Tursun Gul

En el magnífico blog Sé y haz he aprendido muchas cosas. Entre otras, que jamás debemos subestimar nuestra capacidad para cambiar el mundo.  Seres humanos como Rosa Parks, Martin Luther King o el hombre del tanque, entre otros, nos lo demostraron con su ejemplo vital. A esa galería de personalidades históricas tenemos que incorporar a una gran mujer, anónima hasta la semana pasada: Tursun Gul.

Así narró los hechos el diario El Mundo:

“¡Soltad a nuestros maridos! ¡Liberad a nuestros hijos!”. Tursun Gul avanza haciendo equilibrio con la muleta. La mano izquierda, en alto y con el puño cerrado, puntúa cada una de sus súplicas. En solitario, la mujer vestida de negro planta cara a una fila de soldados y tanquetas antidisturbios. Pide que le devuelvan a su marido y cuatro hermanos, arrestados poco después del festín de sangre y destrucción que se dieron un buen grupo de uigures en las calles de Urumqi.

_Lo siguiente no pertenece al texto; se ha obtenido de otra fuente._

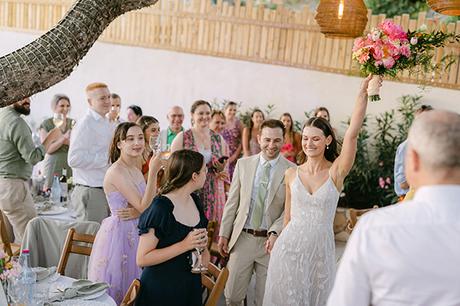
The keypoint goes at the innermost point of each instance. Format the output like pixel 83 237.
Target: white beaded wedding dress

A los soldados, que se cuidan mucho de reprimir la protesta, no les queda sino retroceder ante el sollozo de una esposa y hermana que no entiende por qué se han llevado a los suyos. “Pasé miedo, porque estaban armados. Pero algo en mi interior me empujó adelante”, recuerda Tursun. El suyo fue un gesto valiente y arriesgado, un desafío a la autoridad abocado a otro final de no ser por la presencia de decenas de periodistas.